In February, the credit and debit card company said it was planning to hold off selling long-term bonds until it got more clarity on proposed reforms on the repatriation of overseas cash.

But on Wednesday Visa announced a US$2bn three-parter that included five, 10 and 30-year tranches. The deal was also Visa’s first bond since a US$16bn debut in December 2015.

Visa’s long-term bond issuance on Wednesday was viewed by some investors as a signal that US corporates were starting to lose hope of any meaningful reforms by the end of the year.

The Trump administration wants to cut the corporate tax rate to 15% from 35%, and introduce a one-time tax on company dollar-denominated earnings that are being repatriated.

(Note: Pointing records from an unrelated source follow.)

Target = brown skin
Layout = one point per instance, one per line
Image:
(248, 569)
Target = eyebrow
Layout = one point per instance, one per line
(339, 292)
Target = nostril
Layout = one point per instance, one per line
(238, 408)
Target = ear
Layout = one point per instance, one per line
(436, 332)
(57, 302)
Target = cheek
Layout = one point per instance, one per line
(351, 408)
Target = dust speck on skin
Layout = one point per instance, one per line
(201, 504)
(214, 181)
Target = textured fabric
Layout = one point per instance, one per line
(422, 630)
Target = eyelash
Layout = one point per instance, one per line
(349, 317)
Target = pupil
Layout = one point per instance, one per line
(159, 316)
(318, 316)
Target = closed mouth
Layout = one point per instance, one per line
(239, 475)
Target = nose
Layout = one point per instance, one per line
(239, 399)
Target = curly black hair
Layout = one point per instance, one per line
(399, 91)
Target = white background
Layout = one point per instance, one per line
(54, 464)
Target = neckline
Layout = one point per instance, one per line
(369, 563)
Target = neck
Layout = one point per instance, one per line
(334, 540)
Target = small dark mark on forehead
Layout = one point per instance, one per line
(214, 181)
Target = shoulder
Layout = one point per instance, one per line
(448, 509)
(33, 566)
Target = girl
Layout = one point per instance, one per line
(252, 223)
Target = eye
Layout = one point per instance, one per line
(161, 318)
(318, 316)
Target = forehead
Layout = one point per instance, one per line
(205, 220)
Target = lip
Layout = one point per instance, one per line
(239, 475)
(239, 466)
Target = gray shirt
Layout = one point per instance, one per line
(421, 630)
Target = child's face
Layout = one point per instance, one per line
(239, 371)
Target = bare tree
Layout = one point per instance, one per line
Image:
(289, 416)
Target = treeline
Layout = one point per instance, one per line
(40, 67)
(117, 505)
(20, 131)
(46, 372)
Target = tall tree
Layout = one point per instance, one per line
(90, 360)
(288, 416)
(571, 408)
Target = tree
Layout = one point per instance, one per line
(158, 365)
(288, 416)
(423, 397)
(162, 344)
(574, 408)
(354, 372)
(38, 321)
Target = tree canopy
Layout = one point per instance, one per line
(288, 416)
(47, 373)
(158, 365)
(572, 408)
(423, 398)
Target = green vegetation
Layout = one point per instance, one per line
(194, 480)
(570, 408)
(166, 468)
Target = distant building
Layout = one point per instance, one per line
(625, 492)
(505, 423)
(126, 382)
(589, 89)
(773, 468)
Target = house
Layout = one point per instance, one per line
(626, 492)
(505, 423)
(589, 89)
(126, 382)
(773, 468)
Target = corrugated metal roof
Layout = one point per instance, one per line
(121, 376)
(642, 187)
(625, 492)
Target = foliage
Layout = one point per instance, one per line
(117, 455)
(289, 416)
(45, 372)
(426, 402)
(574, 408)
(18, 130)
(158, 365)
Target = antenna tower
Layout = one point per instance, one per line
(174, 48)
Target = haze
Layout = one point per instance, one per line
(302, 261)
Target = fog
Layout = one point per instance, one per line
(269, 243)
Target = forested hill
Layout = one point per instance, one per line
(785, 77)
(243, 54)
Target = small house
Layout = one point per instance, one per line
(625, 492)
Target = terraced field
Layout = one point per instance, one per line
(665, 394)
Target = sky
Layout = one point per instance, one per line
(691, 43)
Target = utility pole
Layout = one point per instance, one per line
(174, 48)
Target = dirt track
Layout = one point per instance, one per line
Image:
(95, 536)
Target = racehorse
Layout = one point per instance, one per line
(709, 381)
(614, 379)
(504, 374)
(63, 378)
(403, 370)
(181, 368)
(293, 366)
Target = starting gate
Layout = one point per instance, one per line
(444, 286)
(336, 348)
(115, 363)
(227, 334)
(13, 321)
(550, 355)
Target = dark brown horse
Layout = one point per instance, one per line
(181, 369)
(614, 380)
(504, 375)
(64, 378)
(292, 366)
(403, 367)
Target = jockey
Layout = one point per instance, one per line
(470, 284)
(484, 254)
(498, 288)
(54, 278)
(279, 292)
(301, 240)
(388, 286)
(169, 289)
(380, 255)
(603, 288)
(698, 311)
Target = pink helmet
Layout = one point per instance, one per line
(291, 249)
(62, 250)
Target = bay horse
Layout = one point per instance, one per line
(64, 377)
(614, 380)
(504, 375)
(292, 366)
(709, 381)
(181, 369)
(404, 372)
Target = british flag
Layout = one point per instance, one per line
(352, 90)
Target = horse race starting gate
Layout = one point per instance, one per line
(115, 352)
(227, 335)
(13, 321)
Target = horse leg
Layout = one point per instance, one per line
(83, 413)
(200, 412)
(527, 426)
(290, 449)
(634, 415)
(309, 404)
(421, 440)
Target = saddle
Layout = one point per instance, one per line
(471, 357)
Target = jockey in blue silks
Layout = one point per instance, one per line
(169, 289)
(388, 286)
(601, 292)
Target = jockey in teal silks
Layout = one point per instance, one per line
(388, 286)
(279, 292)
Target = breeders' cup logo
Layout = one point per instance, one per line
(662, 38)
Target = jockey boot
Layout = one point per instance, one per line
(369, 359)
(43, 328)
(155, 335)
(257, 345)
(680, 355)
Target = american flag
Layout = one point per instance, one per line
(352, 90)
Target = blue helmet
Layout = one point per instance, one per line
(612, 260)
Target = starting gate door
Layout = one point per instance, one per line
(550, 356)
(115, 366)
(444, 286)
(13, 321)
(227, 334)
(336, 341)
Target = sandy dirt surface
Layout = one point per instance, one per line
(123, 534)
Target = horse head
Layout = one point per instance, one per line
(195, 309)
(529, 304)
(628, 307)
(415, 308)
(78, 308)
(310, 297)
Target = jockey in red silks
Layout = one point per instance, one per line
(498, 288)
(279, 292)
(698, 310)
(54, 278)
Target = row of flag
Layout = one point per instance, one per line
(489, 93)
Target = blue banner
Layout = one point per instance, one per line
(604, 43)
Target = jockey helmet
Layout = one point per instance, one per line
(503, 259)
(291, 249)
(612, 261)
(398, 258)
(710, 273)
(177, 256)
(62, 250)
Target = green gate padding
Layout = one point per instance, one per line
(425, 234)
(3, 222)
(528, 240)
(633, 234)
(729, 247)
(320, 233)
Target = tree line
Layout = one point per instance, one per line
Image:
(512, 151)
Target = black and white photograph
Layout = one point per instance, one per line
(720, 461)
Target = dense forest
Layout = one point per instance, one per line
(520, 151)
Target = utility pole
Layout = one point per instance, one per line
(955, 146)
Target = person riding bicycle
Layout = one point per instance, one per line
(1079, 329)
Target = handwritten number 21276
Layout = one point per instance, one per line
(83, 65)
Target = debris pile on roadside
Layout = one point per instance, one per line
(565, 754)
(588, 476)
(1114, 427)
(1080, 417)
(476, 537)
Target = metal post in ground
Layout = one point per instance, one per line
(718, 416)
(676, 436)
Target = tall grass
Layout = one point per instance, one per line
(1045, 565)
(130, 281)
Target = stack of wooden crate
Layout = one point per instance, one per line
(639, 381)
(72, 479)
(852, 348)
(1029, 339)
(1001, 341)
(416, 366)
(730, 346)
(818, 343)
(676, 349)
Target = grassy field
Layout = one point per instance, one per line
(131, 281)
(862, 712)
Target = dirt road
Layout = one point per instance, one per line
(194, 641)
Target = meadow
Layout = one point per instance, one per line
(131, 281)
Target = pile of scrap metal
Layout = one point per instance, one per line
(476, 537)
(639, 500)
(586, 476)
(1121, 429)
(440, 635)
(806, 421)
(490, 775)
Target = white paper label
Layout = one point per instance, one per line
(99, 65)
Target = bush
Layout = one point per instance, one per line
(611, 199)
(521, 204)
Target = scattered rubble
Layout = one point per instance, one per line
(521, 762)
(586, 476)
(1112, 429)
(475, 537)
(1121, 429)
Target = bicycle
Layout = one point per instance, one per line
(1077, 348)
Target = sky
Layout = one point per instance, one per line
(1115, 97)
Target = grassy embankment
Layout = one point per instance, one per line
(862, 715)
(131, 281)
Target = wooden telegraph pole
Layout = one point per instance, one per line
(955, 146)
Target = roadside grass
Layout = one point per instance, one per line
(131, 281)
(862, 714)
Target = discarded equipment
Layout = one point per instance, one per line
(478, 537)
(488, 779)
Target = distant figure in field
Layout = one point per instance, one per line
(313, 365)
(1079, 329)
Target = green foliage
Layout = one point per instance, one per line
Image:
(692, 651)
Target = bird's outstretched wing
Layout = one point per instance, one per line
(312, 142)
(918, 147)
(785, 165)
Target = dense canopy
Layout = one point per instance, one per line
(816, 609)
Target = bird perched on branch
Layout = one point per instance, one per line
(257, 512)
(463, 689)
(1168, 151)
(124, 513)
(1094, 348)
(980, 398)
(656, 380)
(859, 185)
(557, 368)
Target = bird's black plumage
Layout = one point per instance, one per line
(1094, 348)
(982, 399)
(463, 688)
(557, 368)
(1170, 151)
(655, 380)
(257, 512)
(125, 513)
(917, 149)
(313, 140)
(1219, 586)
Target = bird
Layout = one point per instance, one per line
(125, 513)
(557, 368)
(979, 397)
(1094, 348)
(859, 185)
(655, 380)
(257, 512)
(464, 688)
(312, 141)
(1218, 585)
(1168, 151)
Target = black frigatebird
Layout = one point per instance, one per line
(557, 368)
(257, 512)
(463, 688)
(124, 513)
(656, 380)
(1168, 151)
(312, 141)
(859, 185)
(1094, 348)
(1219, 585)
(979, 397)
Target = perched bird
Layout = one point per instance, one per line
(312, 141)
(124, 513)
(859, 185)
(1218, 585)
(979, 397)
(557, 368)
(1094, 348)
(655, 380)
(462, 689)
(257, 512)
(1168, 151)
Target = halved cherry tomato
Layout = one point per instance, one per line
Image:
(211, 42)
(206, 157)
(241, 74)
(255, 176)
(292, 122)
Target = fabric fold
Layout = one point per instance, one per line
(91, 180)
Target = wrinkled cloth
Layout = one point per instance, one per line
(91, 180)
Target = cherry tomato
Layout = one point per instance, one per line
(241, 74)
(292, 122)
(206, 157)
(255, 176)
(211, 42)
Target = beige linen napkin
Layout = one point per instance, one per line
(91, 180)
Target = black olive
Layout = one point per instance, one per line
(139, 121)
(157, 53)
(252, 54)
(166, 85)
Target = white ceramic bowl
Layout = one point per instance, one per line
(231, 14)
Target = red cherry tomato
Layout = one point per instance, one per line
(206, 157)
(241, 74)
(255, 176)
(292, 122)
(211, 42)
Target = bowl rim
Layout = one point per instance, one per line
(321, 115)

But the thinking is that the House could demand revenue neutrality as a precursor for any meaningful tax cuts - especially with the national debt at nearly US$20trn, and a fight over the debt ceiling ahead.

“To achieve revenue neutrality it would require spending cuts that are highly unlikely,” Mark Howard, head of US credit strategy at BNP Paribas, said.

Some investors believe that if the Trump administration did indeed implement reforms, it would be a 2018 event.

They were also not expecting a total overhaul of the tax regime and were instead now betting on a short-term stimulus package in the form of tax cuts.

“The potential for a truly structural reform tax package was downgraded pretty significantly this year,” Jeff Cucunato, head of BlackRock’s US investment grade credit team, told IFR.

The market had already downgraded its expectations seeing the difficulty Congress had with healthcare reform, analysts said.

Congress recently failed in its latest attempt to repeal the Affordable Care Act and replace it with a new version after three Republican senators and all 48 Democrats voted against the bill in July.

“I’m surprised that there wasn’t more of a reaction at the time when you saw how difficult the legislative process was earlier this year,” Cucunato said.

After the healthcare defeat, analysts at Bulltick Research put the probability of comprehensive tax reform passing in the legislative branch at 10%, according to a July report.

Initial price thoughts on Visa’s new bonds were Treasuries plus 70bp area, 90bp area and 110bp area, respectively. Those levels translated to double-digit new issue premiums, ensuring solid interest.

But by guidance, pricing had pulled in by 13bp-15bp across tranches, skimming premiums down on the 10-year to single digits.

The new bonds also have rarity value: the deal could be Visa’s last for a while, as the company’s next maturity is not until 2020, according to CreditSights.

“We would be buyers across the curve, even if (or more likely when) concessions evaporate,” CreditSights analysts wrote on Wednesday morning.

Visa is looking to refinance its outstanding US$1.75bn 1.20% senior notes due December.